GPUs have traditionally been used for manipulating computer graphics…they are, after all, graphics processing units. But over the last decade, engineers and scientists have increasingly been using GPUs for non-graphical calculations. Benchmarks show GPUs performing very well on engineering applications, but there’s a downside. Because the GPU is a specialized processor it has difficulty performing a host of general-purpose jobs — in other words, the GPU has serious limitations. And it’s difficult to get existing software to run on GPUs without vendor support.
Says Varhol:
So it turns out that you still need the traditional CPU after all. You need it because that is where the vast majority of engineering and office software runs, where the primary software development skill set resides, and whose all-around performance is at least good enough to remain in that role for the foreseeable future.
What GPU computing vendors have done is to pair the GPU with the CPU in one system. The GPU does the specialized computation and the CPU does what it has always done, the general-purpose computation. Right now, the hybrid model offers the impressive speed of the GPU and the general-purpose computing of the CPU. Eventually, these will likely come together on the same die. In fact, ATI has announced its Fusion integrated CPU/GPU architecture, which it calls an Accelerated Processing Unit (APU).
Varhol again:
Many systems using GPUs and CUDA have a single industry-standard processor, usually running Windows or Linux. An application written for a GPU typically has a front end running on one of these operating systems. When a computation is required, the relevant data is passed off to executable code loaded onto the GPUs. When execution is complete, the results are returned to the CPU and displayed.

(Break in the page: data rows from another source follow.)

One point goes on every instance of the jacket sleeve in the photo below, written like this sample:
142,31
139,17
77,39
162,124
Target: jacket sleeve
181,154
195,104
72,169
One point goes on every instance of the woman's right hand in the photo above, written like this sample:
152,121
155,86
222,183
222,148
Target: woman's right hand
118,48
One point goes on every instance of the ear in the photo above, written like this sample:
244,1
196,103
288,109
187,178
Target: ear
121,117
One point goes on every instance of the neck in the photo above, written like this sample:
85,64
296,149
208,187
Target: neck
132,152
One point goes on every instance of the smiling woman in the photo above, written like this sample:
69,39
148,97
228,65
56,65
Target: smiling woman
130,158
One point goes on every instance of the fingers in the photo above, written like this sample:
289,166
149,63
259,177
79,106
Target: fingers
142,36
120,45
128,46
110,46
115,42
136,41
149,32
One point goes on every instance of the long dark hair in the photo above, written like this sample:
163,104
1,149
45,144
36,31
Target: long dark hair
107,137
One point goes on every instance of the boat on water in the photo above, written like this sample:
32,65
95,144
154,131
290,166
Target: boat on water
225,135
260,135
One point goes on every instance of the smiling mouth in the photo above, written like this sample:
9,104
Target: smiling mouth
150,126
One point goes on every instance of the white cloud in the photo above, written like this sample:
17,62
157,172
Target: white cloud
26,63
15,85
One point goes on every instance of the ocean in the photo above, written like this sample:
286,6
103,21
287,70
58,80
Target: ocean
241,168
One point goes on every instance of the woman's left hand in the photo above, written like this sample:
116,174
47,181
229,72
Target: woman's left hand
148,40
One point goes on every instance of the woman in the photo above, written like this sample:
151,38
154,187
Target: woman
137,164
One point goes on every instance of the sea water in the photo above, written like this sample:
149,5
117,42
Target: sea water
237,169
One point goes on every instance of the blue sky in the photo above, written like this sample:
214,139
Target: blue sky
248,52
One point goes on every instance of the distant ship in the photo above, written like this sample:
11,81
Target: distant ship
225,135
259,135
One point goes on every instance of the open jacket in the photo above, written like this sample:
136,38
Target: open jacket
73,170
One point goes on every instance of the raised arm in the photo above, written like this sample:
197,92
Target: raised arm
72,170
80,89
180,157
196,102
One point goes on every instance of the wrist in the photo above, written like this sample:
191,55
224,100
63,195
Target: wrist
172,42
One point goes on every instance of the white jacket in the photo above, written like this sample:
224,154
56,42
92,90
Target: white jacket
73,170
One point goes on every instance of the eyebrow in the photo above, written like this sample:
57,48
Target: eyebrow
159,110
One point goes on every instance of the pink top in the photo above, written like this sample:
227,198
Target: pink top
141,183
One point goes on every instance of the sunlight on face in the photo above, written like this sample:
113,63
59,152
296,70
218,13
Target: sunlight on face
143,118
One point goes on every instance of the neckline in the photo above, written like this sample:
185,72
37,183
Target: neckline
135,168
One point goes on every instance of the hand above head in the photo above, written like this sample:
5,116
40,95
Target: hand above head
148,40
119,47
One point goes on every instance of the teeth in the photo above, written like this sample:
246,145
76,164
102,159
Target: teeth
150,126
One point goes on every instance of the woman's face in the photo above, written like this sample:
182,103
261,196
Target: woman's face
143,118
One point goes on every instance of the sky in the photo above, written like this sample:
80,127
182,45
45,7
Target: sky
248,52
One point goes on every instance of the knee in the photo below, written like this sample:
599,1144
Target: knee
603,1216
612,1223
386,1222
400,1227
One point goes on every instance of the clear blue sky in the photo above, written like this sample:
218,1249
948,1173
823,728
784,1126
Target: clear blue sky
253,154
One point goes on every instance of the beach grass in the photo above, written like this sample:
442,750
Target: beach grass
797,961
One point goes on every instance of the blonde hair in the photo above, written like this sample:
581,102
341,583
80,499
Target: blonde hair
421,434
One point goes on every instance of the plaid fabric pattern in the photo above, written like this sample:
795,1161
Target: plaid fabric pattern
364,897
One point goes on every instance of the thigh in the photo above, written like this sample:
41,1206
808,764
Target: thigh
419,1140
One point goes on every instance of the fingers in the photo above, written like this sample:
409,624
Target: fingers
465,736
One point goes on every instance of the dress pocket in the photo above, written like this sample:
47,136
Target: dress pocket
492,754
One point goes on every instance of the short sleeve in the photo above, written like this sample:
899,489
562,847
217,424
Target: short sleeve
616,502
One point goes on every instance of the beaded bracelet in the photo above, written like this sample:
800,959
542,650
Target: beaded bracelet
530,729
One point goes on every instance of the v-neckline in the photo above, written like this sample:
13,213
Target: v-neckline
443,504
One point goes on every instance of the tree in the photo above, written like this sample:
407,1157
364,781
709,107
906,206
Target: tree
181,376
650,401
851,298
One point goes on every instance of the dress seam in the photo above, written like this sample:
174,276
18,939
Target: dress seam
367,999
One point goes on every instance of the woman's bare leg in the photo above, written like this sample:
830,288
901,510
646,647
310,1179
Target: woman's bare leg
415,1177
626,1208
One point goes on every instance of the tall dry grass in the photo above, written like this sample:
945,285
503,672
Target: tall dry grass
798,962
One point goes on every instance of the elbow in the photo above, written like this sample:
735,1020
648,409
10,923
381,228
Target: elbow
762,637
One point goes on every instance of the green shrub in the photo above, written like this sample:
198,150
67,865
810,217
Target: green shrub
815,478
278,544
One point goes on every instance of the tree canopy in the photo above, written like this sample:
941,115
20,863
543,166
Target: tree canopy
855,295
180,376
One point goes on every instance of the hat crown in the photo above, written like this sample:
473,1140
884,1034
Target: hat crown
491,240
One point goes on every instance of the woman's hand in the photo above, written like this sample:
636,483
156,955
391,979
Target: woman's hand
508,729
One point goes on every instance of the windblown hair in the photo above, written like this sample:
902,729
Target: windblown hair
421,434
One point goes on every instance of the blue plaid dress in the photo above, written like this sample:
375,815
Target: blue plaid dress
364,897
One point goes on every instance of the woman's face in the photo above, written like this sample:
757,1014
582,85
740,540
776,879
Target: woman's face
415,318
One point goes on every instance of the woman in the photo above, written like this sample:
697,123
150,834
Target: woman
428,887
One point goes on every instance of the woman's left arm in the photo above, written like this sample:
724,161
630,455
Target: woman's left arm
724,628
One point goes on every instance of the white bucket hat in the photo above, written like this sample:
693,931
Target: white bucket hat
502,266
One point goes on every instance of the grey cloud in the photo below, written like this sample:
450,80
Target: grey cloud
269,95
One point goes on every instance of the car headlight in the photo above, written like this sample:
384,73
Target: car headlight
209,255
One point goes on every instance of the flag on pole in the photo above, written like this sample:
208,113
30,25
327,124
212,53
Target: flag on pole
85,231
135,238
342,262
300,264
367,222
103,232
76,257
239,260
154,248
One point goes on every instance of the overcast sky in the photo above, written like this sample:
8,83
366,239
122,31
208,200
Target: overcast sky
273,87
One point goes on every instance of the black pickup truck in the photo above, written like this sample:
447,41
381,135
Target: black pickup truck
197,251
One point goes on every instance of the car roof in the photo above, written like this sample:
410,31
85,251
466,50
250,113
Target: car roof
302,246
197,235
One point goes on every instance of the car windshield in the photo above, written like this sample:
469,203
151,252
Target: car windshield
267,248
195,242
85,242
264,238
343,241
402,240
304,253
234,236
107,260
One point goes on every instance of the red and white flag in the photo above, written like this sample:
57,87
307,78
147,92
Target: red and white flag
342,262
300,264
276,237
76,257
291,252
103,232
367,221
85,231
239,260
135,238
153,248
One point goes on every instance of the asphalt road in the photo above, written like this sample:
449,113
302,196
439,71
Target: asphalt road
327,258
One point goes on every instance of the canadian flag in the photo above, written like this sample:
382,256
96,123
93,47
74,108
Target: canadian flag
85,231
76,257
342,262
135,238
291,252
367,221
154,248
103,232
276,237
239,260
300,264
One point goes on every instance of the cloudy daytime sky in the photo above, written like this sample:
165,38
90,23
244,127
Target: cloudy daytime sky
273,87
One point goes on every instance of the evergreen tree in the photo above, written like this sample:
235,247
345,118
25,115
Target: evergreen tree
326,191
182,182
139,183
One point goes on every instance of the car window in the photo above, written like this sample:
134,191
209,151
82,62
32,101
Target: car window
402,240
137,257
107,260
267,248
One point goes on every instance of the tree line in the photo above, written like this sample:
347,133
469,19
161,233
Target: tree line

If you’re in need of GPU-based workhorse, vendors such as Appro, Microway, Supermicro and Tyan all offer systems with multiple processors and cores targeted to specific uses like engineering.
Summing up, Varhol states:
An ideal configuration is one with one or more CPUs and a set of GPUs that use CUDA or similar parallel computation architecture. All support applications, such as email, web browsing, and word processing use the CPU. And with tools such as Accelereyes Jacket … and NVIDIA Nexus, engineering software will eventually take advantage of both to speed up complex computations.
Keeping all of the above in mind, the real question becomes apparent: whether to use a traditional CPU-only architecture or a hybrid approach that takes advantage of the best each processor has to offer. As software tools evolve to streamline the process, the “best of both worlds” scenario becomes more and more appealing.